Virtual Reality and Lean

Most of you are probably aware of at least some of the virtual worlds that now exist where people can visit, play games, and/or take part in a whole range of other activities.

Perhaps the most well-known is
Second Life, where you can create your own identity through an avatar, view entertainment, meet other visitors, “build” a house – in short, spend time in a different world.

While I’ve never done that myself, I’ve certainly read about it. And I know some businesses have set up virtual operations in Second Life, as part of their marketing strategy. (However, I am unaware of any such operations having a significant impact on business.)

For gamers, there are many online communities where you can play your favorite video games (with impressive, lifelike graphics), and do so against other players who may be located throughout the world.

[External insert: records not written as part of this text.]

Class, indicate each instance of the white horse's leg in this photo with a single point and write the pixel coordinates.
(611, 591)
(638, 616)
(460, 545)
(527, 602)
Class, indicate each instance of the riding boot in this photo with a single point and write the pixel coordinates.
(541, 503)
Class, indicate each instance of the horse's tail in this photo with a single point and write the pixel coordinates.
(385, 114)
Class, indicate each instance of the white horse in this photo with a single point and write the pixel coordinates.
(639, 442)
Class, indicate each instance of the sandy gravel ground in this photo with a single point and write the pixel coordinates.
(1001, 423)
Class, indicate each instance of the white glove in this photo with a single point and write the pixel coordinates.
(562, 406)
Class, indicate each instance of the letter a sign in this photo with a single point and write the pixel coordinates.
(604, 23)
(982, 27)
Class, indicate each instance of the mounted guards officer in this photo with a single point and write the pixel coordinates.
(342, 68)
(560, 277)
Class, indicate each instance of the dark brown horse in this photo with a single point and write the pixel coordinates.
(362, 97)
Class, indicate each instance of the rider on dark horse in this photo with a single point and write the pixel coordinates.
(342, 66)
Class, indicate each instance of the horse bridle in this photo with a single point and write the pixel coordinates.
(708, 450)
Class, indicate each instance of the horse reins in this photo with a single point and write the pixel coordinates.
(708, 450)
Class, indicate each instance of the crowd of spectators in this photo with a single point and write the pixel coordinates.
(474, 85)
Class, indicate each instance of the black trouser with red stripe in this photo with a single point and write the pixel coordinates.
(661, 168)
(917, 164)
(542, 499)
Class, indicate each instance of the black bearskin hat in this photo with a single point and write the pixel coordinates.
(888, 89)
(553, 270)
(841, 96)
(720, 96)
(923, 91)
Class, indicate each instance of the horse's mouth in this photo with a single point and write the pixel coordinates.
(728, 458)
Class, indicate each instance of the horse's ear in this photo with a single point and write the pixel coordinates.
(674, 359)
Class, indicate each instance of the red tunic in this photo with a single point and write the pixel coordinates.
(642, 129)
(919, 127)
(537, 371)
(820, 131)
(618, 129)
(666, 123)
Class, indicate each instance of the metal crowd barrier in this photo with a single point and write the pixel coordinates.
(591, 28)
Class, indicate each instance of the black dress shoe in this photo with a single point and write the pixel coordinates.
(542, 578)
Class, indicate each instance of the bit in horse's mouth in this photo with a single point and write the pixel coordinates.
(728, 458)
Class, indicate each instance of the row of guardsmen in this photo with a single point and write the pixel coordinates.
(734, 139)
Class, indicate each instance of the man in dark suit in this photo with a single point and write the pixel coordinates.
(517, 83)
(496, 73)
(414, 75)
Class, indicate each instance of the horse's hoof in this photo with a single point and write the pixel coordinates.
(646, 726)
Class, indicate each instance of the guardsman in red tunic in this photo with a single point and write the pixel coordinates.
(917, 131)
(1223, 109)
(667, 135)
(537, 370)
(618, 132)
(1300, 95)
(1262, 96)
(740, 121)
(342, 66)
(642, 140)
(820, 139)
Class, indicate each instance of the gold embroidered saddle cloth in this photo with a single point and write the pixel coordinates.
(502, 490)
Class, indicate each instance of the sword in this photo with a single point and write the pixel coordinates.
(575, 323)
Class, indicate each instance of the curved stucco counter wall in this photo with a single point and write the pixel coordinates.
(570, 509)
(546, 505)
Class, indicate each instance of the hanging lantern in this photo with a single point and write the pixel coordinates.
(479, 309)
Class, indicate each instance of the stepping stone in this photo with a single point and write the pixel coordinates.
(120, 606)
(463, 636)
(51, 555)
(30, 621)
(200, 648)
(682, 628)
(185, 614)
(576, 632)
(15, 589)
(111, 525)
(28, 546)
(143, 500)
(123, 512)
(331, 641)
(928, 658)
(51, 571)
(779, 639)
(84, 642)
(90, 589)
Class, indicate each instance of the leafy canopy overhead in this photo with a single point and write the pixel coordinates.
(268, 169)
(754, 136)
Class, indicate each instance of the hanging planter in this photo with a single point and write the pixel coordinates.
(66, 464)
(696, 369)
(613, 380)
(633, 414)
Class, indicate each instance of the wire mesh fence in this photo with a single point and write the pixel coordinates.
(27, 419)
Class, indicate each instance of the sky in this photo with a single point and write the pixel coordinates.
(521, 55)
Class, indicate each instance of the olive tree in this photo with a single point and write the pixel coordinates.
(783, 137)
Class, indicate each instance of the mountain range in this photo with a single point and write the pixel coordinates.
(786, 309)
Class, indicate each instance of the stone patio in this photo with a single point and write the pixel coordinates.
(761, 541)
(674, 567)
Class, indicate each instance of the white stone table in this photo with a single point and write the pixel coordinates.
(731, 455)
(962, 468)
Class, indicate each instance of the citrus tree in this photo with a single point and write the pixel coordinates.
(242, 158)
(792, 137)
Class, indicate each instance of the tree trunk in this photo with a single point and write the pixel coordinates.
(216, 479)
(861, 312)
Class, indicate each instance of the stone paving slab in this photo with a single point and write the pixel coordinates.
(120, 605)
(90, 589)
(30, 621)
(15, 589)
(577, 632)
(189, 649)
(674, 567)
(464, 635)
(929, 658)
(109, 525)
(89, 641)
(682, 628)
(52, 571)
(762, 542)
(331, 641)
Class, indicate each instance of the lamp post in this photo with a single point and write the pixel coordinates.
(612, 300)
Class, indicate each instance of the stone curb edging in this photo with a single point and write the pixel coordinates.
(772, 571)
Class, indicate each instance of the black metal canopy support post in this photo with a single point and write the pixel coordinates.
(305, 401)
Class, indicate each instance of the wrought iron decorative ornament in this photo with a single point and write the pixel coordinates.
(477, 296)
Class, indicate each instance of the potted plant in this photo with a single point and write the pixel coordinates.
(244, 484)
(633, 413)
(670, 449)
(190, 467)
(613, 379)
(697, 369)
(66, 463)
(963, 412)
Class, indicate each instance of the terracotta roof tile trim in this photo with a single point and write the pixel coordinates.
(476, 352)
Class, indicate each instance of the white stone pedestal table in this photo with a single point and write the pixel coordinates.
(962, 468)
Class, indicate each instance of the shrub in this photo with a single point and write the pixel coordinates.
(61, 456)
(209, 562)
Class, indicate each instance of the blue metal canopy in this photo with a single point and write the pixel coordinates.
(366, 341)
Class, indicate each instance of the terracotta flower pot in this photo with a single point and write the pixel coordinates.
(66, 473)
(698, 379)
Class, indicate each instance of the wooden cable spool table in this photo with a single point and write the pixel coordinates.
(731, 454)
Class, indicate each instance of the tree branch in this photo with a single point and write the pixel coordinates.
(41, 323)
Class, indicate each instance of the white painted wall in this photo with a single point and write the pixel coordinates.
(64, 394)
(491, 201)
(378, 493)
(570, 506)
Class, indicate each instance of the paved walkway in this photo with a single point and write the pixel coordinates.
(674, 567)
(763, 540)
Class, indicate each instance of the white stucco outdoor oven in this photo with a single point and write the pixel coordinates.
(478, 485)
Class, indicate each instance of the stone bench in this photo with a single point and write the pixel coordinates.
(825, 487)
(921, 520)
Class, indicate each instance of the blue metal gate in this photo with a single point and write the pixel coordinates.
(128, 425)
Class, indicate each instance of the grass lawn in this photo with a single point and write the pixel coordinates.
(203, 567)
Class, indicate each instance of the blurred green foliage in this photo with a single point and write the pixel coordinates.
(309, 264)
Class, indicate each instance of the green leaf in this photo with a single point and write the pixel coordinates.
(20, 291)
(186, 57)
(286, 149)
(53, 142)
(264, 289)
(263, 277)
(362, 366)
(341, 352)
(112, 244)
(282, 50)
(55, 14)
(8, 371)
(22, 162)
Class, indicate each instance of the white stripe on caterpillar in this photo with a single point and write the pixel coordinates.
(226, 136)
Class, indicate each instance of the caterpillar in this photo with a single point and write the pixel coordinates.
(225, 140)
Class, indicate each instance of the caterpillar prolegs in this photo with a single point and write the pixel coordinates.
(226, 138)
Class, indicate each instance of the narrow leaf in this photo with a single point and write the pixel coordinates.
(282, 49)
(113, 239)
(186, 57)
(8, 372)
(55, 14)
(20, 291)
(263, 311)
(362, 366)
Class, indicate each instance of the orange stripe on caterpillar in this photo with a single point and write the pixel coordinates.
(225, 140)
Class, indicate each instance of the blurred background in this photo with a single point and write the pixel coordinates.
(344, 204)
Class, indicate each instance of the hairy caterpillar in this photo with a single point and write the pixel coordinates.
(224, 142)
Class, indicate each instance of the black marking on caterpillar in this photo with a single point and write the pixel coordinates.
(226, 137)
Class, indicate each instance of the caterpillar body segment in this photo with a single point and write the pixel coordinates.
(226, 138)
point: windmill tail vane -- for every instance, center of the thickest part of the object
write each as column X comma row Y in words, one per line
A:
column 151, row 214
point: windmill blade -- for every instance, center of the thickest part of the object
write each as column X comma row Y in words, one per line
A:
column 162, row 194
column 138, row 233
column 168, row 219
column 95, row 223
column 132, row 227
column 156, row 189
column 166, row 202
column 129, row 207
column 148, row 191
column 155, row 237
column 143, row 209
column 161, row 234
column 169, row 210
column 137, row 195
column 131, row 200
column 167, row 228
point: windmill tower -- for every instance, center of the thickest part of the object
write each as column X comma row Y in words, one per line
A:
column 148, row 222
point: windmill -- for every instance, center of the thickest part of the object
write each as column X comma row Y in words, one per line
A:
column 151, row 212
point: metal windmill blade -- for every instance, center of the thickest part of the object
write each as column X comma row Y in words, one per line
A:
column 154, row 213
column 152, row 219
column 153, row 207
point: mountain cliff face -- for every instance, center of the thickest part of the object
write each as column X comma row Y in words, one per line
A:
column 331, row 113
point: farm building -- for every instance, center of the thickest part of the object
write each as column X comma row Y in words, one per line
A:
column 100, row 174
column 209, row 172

I had always assumed these virtual worlds attracted primarily young players, or at least the hard-core geeks who love technology.

However, I read recently about a new game world that I believe is targeted to a slightly broader, less hard-core audience. It got me thinking about how these virtual communities may have business applications that go beyond having a presence in Second Life.

It is called
World Golf Tour. It is an Internet sports league where you can play virtual golf on simulations of real golf courses. And you can do so as part of a foursome whose members may actually be thousands of miles apart.

It is still in demo form, but is scheduled to go live within six months or so with a virtual version of the Kiawah Island Golf Resort. A half-dozen courses will be online by year-end.

Josh Quittner of Fortune magazine predicts that once the site is live, “white-collar productivity will fall through the floor like a Looney Tunes anvil dropped from a skyscraper.”

That remains to be seen. But think about how this kind of technology could be used to create factory simulations for testing improvement efforts.

There is nothing new about using factory simulations. However, with a virtual world, all members of a cross-functional team could be on the “floor” of a virtual factory, each with the capability to take action in their particular area. A floor supervisor could make changes to production, and someone in distribution could experience and respond to the impact of those changes in the warehouse.

You could conduct a kaizen event without any disruption to actual operations because everything you do is virtual. When you finally come up with the best solution, actual implementation is faster and easier.

Do you agree? Does anyone know of technology already being used in this way? I look forward to your comments.


aer said...

WOW! Wouldn't a product like this be nice for all of the lean champions out there (including myself) that struggle to "prove" lean works. They hesitate to pull people out of production and they have questions that can't be answered unless we're able to go through the process.

Alice said...

That's a great idea! Surely some manufacturers out there are doing it, right?

BTW, I really like reading your blog. I feel bad that you don't get many comments. Your postings are very insightful to me. Please keep it up!